Warna-Warni Pingit


Dua tahun lebih sedikit main ke Pingit setiap hari Senin dan Kamis, saya mulai bisa melihat dinamika yang mewarnai kegiatan di sana. Mulai dari pergantian fraternya dengan suasana yang dibawa masing-masing, pergantian pendamping, anak-anaknya yang juga berganti dan lingkungan Pingit itu sendiri.
Sebagai sebuah komunitas yang sangat cair, tidak bisa dihindari bahwa orang-orang di dalamnya pun tidak terikat. Ada masanya ketika Pingit ini sangat ramai. Pendampingnya sampai dua kali lipat dari jumlah anak-anaknya. Kegiatannya teratur rapi dan banyak kegiatan sampingan yang menyenangkan.
Semester lalu misalnya, karena banyak pendamping yang cukup selo dan sangat kepo, maka anak-anak bisa merasakan jalan-jalan ke Bonbin, Monjali, Hellen Keller dan ikut berbagai macam lomba-lomba. Ada yang mendatangkan bule-bule untuk ikut mengajar anak-anak, ada kelas menggambar yang dibuka untuk mengembangkan bakat menggambar beberapa anak di Pingit. Semester ini juga ada serial Aping & Anit. Ada Belik Pingit. Ada latihan juga teater. Seru dan menyenangkan.
Warga dampingan juga memiliki dinamikanya sendiri. Ada masa di mana semua rumah penuh, ada juga waktu-waktu ketika hanya ada Pak Indra yang menghuni dan menjaga Pingit dengan setianya. Dan pendampingnya juga jadi seneng karena banyak nganggurnya.

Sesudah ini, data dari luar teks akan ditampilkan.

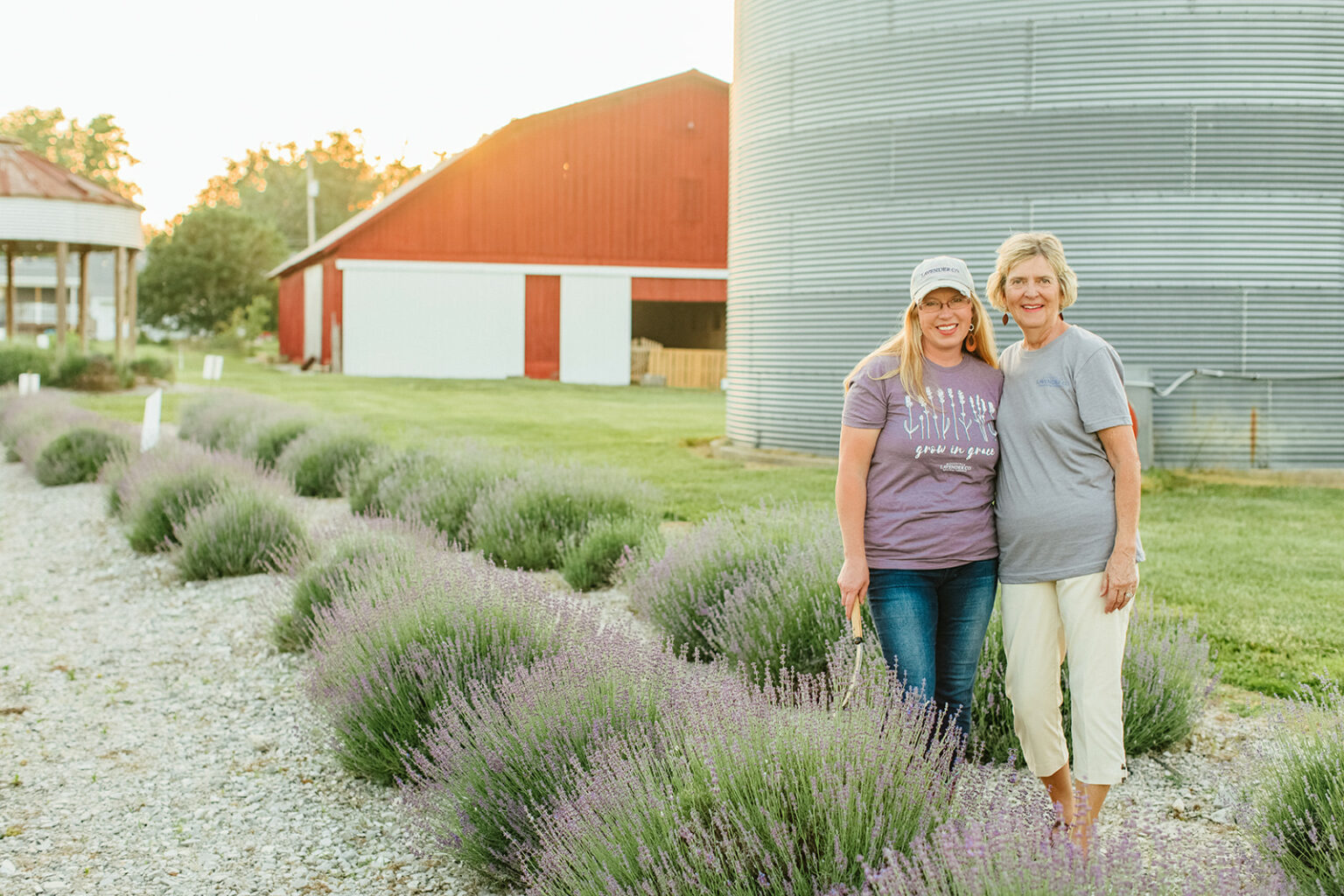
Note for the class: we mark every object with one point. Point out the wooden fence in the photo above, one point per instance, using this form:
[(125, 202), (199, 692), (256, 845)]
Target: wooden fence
[(690, 367)]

Demikian juga dengan pergantian fraternya. Bagi saya frater yang berganti maka suasana juga berganti. Semua membawa kebijakan dan karakternya sendiri-sendiri yang juga memengaruhi suasana belajar dan bekerja di Pingit. Ada frater yang suka anak-anak ada yang tidak, ada yang butuh banyak belajar ada yang tidak, ada yang suka kulineran ada yang tidak, ada yang hobi kemping ada yang hobi belajar, ada yang jaringannya banyak di mahasiswa, ada yang di perusahaan, ada juga yang di ibu-ibu. Semuanya juga membawa pengaruh sendiri bagi keberlangsungan dan atmosfer yang melingkupi.

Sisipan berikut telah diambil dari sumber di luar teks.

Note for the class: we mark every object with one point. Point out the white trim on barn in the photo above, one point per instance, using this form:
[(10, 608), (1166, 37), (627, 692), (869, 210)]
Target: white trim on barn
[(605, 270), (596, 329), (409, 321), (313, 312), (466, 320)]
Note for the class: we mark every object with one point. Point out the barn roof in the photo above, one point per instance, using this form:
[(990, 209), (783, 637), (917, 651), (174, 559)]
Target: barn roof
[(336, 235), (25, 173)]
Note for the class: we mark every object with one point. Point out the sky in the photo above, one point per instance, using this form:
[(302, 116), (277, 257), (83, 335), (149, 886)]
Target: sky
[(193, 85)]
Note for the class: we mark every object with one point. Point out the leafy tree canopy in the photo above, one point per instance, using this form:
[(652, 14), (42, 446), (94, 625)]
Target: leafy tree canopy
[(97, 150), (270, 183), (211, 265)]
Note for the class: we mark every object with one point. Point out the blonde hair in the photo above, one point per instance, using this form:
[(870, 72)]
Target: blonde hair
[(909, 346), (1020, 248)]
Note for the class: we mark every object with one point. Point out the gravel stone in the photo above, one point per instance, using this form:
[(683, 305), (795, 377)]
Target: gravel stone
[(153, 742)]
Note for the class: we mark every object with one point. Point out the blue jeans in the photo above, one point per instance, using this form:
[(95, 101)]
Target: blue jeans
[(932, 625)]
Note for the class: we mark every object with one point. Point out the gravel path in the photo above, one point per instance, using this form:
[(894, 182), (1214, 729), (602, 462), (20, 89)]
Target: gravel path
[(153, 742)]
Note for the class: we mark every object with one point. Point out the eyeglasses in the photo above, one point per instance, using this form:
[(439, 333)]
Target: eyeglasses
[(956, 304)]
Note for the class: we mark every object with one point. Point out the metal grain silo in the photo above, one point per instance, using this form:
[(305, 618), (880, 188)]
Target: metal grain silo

Contohnya saja dua semester baru ini ada kegiatan baru untuk pendamping yaitu Pingit Circle. Kegiatan curhat-curhatan yang ternyata berguna untuk menyatukan para pendamping terutama pendamping yang baru bergabung. Kegiatan ini ternyata menjadi salah satu kegiatan yang sangat dinanti-nantikan. Selain sebagai ajang berbagi, Pingit Circle juga dinanti karena selalu ditutup dengan makan malam bersama dan yang penting gratis.

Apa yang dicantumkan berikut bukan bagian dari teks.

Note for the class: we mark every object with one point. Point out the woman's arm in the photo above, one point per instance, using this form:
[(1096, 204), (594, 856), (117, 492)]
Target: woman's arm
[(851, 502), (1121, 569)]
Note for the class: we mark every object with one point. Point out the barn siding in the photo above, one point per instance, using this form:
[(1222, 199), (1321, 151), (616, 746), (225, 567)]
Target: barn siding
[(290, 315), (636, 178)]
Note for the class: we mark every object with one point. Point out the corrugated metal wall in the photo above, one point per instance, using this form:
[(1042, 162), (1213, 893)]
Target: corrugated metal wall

Saat ini Pingit sendiri sedang banyak warganya dan banyak kegiatan yang diadakan untuk warga. Ada enam keluarga yang tinggal di Pingit, sekitar dua puluh orang semuanya. Kegiatannya sendiri ada pelayanan kesehatan akupuntur yang rutin diadakan setiap bulannya, akan diadakan lagi pertemuan bersama antar warga dampingan, dan juga mulai diusahakannya pendampingan agar warga yang tidak bekerja untuk mendapatkan pekerjaan. Yang sudah berjalan adalah membuat rosario dan berjualan jajanan. Kegiatan yang masih belum stabil, karena pendampingnya juga masih belajar. Selain itu juga diadakan kegiatan belajar menjahit dan merajut setiap hari Sabtu bersama Suster Tika.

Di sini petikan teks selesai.